House easily passes $717B annual defense policy bill
The House on Thursday easily passed the $717 billion annual defense policy bill, keeping it on track to become law before the start of the fiscal year for the first time since fiscal 1997.
The House approved the compromise fiscal 2019 National Defense Authorization Act (NDAA) in a 359-54 vote, sending it to the Senate for a final vote expected as early as next week.
{mosads}“This bill takes a major step forward in rebuilding our military, reforming the Pentagon and better preparing this country to deal with the national security challenges which lay before us,” House Armed Services Committee Chairman Mac Thornberry (R-Texas) said on the House floor.
The bill — named this year after Senate Armed Services Committee Chairman John McCain (R-Ariz.), who is at home undergoing treatment for brain cancer — would authorize about $639 billion for the base budget of the Pentagon and defense programs of the Energy Department. It would also allow for another $69 billion for a war fund known as the Overseas Contingency Operations (OCO) account.
The bill follows with the administration’s request for a 2.6 percent pay raise for troops, an increase of about 15,600 troops across the Army, Navy, Air Force and Marine Corps, and 77 F-35 fighter jets. On ships, the bill exceeds the administration’s request, for a total 13 new ships.
What would have been the most controversial provision of the bill was jettisoned during House-Senate negotiations to reconcile each chamber’s version.
The initial Senate-passed version of the NDAA included a provision that would have blocked President Trump’s plan to save Chinese telecommunications giant ZTE, which had been slapped with penalties after admitting violating sanctions on Iran and North Korea.
The final bill aligns with the initial House-passed version and would ban the government from contracting with ZTE and Huawei, another Chinese telecommunications company, or companies that do business with those two.
Asked Monday why the Senate provision was dropped, House Armed Services staffers told reporters the conference negotiations were focused on what was in the purview of the defense committees.
Thornberry and House Armed Services ranking member Adam Smith (D-Wash.) later told the House Rules Committee the provision was dropped because it would have cost $1 billion that would have had to be cut from mandatory spending. That’s because Trump’s deal with ZTE included a $1 billion fine the government would have to give back if the deal was reversed.
“I don’t agree necessarily with the parliamentarian’s ruling there, that the billion dollars that ZTE paid is something we should have had to offset if we undid the deal, but we have to live by the law,” Smith said Thursday on the floor.
“And this was also mandatory spending, so if we were going to get rid of the ZTE deal and get rid of that billion dollars, we would have literally had to cut retirement, health care from the men and women who serve in the military. I don’t think that’s something that anyone on this floor would have been willing to do.”
Also dropped from the final bill was a House-passed provision that would have blocked endangered species protections for the greater sage grouse and the lesser prairie chicken for 10 years.

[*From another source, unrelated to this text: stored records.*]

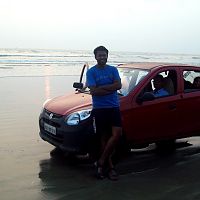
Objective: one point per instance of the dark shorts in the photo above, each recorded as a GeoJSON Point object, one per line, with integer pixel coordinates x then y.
{"type": "Point", "coordinates": [106, 118]}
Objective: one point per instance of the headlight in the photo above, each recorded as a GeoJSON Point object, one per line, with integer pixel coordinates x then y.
{"type": "Point", "coordinates": [47, 100]}
{"type": "Point", "coordinates": [76, 117]}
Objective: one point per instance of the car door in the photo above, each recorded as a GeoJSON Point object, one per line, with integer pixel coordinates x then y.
{"type": "Point", "coordinates": [152, 120]}
{"type": "Point", "coordinates": [190, 102]}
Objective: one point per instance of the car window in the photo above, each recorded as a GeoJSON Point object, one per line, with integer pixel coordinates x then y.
{"type": "Point", "coordinates": [191, 80]}
{"type": "Point", "coordinates": [162, 84]}
{"type": "Point", "coordinates": [130, 79]}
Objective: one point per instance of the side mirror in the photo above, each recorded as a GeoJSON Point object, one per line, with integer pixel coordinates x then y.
{"type": "Point", "coordinates": [78, 85]}
{"type": "Point", "coordinates": [147, 96]}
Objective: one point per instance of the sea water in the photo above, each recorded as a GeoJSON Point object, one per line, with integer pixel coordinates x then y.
{"type": "Point", "coordinates": [46, 62]}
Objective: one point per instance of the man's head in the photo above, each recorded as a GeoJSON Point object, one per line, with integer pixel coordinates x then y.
{"type": "Point", "coordinates": [197, 82]}
{"type": "Point", "coordinates": [158, 82]}
{"type": "Point", "coordinates": [101, 55]}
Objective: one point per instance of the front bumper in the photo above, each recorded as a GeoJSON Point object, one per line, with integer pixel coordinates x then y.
{"type": "Point", "coordinates": [75, 139]}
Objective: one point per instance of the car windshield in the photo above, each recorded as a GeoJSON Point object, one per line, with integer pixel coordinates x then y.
{"type": "Point", "coordinates": [130, 78]}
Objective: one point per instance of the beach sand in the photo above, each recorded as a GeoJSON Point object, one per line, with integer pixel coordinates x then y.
{"type": "Point", "coordinates": [27, 171]}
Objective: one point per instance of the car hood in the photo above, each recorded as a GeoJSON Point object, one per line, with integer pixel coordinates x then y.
{"type": "Point", "coordinates": [69, 103]}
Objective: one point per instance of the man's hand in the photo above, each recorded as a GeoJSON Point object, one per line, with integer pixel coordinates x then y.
{"type": "Point", "coordinates": [106, 89]}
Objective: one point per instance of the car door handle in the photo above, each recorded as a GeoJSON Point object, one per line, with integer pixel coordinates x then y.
{"type": "Point", "coordinates": [172, 106]}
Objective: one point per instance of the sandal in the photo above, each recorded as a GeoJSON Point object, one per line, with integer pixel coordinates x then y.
{"type": "Point", "coordinates": [112, 174]}
{"type": "Point", "coordinates": [99, 172]}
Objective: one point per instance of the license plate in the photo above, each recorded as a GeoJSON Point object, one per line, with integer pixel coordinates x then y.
{"type": "Point", "coordinates": [50, 129]}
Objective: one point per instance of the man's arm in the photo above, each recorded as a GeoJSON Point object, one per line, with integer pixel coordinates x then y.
{"type": "Point", "coordinates": [106, 89]}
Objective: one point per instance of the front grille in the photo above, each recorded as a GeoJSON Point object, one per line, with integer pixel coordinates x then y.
{"type": "Point", "coordinates": [57, 125]}
{"type": "Point", "coordinates": [55, 116]}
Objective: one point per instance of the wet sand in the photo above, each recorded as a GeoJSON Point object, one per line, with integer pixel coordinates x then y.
{"type": "Point", "coordinates": [27, 171]}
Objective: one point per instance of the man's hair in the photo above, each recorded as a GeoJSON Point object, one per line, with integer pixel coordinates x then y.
{"type": "Point", "coordinates": [100, 48]}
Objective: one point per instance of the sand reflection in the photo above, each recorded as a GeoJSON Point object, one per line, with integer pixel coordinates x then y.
{"type": "Point", "coordinates": [47, 72]}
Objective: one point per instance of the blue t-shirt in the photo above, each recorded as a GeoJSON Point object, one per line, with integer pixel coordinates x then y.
{"type": "Point", "coordinates": [103, 76]}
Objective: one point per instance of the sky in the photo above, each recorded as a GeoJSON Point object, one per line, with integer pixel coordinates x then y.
{"type": "Point", "coordinates": [161, 26]}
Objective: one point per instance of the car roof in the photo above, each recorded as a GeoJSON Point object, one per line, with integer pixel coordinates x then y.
{"type": "Point", "coordinates": [151, 65]}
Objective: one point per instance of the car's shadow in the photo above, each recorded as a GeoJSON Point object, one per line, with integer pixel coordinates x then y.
{"type": "Point", "coordinates": [138, 160]}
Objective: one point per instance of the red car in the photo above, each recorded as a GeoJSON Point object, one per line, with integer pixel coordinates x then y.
{"type": "Point", "coordinates": [66, 121]}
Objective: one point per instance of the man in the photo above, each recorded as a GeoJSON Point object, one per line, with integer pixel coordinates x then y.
{"type": "Point", "coordinates": [104, 81]}
{"type": "Point", "coordinates": [158, 83]}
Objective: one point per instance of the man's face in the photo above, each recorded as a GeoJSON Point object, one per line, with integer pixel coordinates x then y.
{"type": "Point", "coordinates": [101, 57]}
{"type": "Point", "coordinates": [158, 84]}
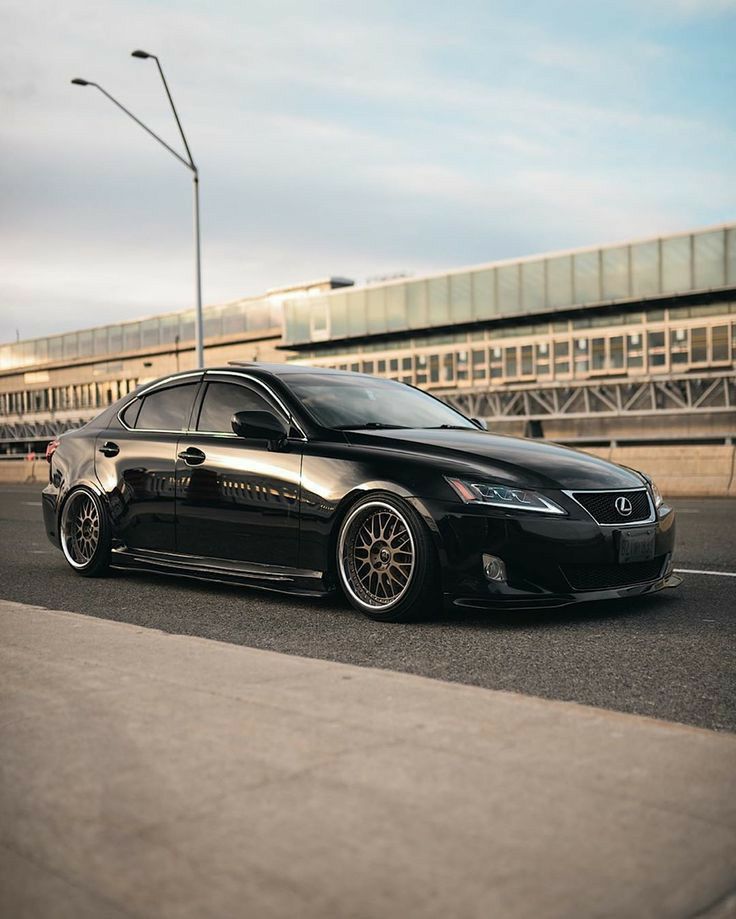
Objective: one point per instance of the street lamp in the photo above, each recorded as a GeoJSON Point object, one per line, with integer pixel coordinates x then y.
{"type": "Point", "coordinates": [189, 163]}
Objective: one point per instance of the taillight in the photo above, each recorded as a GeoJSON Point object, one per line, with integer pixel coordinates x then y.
{"type": "Point", "coordinates": [51, 449]}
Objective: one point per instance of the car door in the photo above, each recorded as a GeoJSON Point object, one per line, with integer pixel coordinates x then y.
{"type": "Point", "coordinates": [135, 462]}
{"type": "Point", "coordinates": [237, 498]}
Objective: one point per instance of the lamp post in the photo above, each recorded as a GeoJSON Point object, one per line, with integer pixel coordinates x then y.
{"type": "Point", "coordinates": [189, 163]}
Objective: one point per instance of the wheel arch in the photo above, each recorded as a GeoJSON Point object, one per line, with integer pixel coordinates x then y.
{"type": "Point", "coordinates": [378, 486]}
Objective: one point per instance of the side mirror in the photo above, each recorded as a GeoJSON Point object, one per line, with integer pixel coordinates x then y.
{"type": "Point", "coordinates": [259, 426]}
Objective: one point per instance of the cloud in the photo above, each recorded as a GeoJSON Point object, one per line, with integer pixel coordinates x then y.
{"type": "Point", "coordinates": [340, 138]}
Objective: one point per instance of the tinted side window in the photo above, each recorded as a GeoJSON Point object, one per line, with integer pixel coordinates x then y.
{"type": "Point", "coordinates": [222, 400]}
{"type": "Point", "coordinates": [167, 409]}
{"type": "Point", "coordinates": [130, 414]}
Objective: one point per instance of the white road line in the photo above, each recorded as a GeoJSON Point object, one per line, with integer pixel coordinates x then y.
{"type": "Point", "coordinates": [720, 574]}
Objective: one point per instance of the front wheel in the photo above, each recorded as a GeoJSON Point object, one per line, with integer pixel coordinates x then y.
{"type": "Point", "coordinates": [386, 562]}
{"type": "Point", "coordinates": [85, 533]}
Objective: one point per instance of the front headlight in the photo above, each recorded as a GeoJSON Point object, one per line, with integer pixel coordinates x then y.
{"type": "Point", "coordinates": [656, 493]}
{"type": "Point", "coordinates": [519, 499]}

One closely watched provision that did make it into the final bill was Defense Secretary James Mattis’s request for an ability to waive sanctions on partner countries that have bought Russian arms in the past but want to now buy U.S. weapons.
Mattis argued the provision was necessary to more closely align India, Vietnam and Indonesia with the United States, but some Democrats expressed concern the provision would loosen sanctions on Russia.
Mattis did not win a separate fight with Congress over provisions in the bill on Turkey. The final bill would block transfers of the F-35 to Ankara until the Pentagon completes an assessment of U.S.-Turkish relations.
Lawmakers are concerned about Turkey’s plan to buy the S-400 air-defense system from Russia, its detention of American pastor Andrew Brunson and its moves in Syria against U.S.-backed Kurdish forces.